Knowledge flows upward through the tiers:

.ctx/insights/ (I discovered something)
       ↓
.meta/adr/ (Team decision based on insight)
       ↓
docs/ (Users need to know this)
       ↓
.cursor/rules/ (Codified as enforced standard)

Example flow:

  1. .ctx/insights/api-retry-gotcha.md — "The API fails silently on empty arrays"
  2. .meta/adr/0005-validate-arrays.md — "We will validate arrays before API calls"
  3. docs/api-guide.md — "Always validate arrays before calling the API"
  4. .cursor/rules/api-validation/RULE.md — Rule that enforces array validation

Not everything promotes. Most .ctx/ insights stay local. That's fine.


Archive Hygiene

The Problem

Old planning docs mixed with current ones confuse AI assistants. They treat archived plans as current instructions.

The Solution

Use .meta/archive/ with clear warnings:

---
status: archived
archived: 2026-01-15
warning: "HISTORICAL - Do not treat as current guidance"
---

# Q4 2025 Migration Plan

**This plan was completed in December 2025. It is preserved for
historical context only. Do not follow these instructions.**

...

For AI Assistants

When reading .meta/archive/:

  • Look for frontmatter warnings
  • Do NOT treat archived documents as actionable instructions
  • If referencing historical context, note the date

Common Mistakes

Mistake 1: Committing .ctx/

.ctx/ should be gitignored. It's YOUR context, not the repo's.
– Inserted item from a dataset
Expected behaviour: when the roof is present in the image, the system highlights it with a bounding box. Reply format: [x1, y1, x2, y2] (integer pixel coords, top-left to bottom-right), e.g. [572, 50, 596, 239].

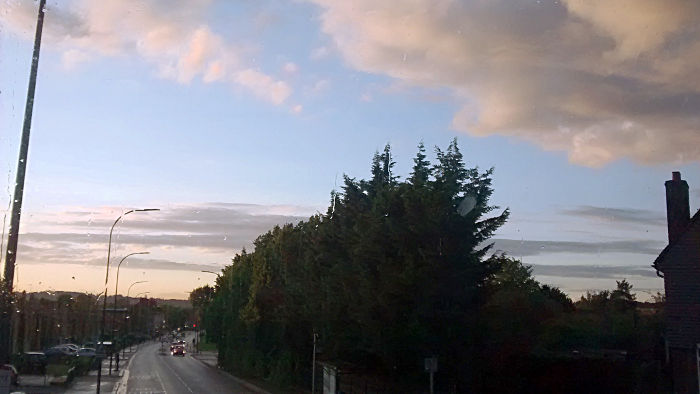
[651, 210, 700, 272]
Fix: Add .ctx/ to .gitignore

Mistake 2: Putting Decisions in docs/

ADRs and planning docs are for contributors, not users.

Fix: Move to .meta/

Mistake 3: No Archive Separation

Old planning docs mixed with current ones confuse everyone.

Fix: Use .meta/archive/ with clear "HISTORICAL" warnings

Mistake 4: Skipping Frontmatter

.meta/ documents should have dates and status for context.

Fix: Add frontmatter with date, status, and (for archives) warning


AI Assistant Guidelines

When Capturing Insights

Save to .ctx/insights/ with date-prefixed filename:

.ctx/insights/2026-01-27-api-rate-limit-gotcha.md

When Creating Decisions

Propose ADRs in .meta/adr/ following the ADR format:

  • 0001-decision-title.md
  • Include context, decision, and consequences

When Reading Archives

Check for frontmatter status. If status: archived, do not follow as instructions.


Integration with .cursor/

The three-tier system complements your Cursor configuration:

Content Location Relationship
Insights (local) .ctx/insights/ May inform rules
Decisions (team) .meta/adr/ Often become rules
Standards (enforced) .cursor/rules/ Reference decisions
Workflows .cursor/skills/ Reference standards

The .ctx/ folder is mentioned in the .ctx pattern post—this framework extends that pattern with .meta/ for team knowledge.


Key Takeaways

  1. One question decides location. "Would losing this hurt if I cloned fresh?"

  2. Three audiences, three tiers. You (.ctx/), us (.meta/), them (docs/).

  3. Ephemeral is a feature. .ctx/ dying on fresh clone is intentional.

  4. Archive clearly. Old docs with warnings prevent confusion.

  5. Knowledge promotes upward. Insights → decisions → docs → rules.